Who can enforce a release
Global Brands is still suing YD Pty Ltd. The trial on quantum for infringement of registered design was almost due to start when YD applied to amend.
After YD admitted it had infringed Global Brands’ registered design, YD discovered, over 9 months earlier, that Global Brands had entered into a settlement agreement with Pegasus/Coastal relating to Global Brands allegations that Pegasus/Coastal had infringed the same registered design. The settlement agreement was in fairly typical terms:
the parties (and any related body corporate as that term is defined in s 9 of the Corporations Act 2001 (Cth) (Related Bodies Corporate) hereby permanently release and forever discharge each other, their Related Bodies Corporate, directors, customers, servants and agents from and against all and any claim cause of action liability suit or demand which the parties … have or but for this deed may have had against each other…their customers servants or agents prior to the date of this deed for or in respect of or arising out of the subject matter or the conduct of the proceeding and the cross claim.
YD claims that Pegasus/Coastal supplied the infringing products to it and so it was a customer within the terms of the release. Pegasus/Coastal apparently did not want to become embroiled in the litigation. The amendment was to join Pegasus/Coastal as a respondent and to rely on the release.
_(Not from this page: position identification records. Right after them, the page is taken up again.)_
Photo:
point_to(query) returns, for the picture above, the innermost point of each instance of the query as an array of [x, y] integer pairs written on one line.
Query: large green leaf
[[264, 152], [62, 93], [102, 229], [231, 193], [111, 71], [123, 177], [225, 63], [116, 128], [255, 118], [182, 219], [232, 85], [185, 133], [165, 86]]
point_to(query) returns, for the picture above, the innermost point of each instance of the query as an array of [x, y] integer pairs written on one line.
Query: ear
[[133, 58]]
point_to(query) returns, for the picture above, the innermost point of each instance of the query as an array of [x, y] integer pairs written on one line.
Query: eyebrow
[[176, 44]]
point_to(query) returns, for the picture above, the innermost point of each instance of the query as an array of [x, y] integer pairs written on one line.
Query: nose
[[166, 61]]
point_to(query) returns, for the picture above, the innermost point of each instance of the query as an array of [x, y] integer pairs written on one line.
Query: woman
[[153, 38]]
Dodds-Streeton J has granted leave to amend, finding that YD although not a party to the settlement deed could rely on it as a special exception to the rules on privity, so long as Pegasus/Coastal was joined as a respondent.
Aon Risk Services was distinguished:
Global Brands apparently denies that YD is a “customer” and, in any event, apparently intends seeking rectification to exclude the term as a “mistake”.
All this has led to the vacating of the trial date.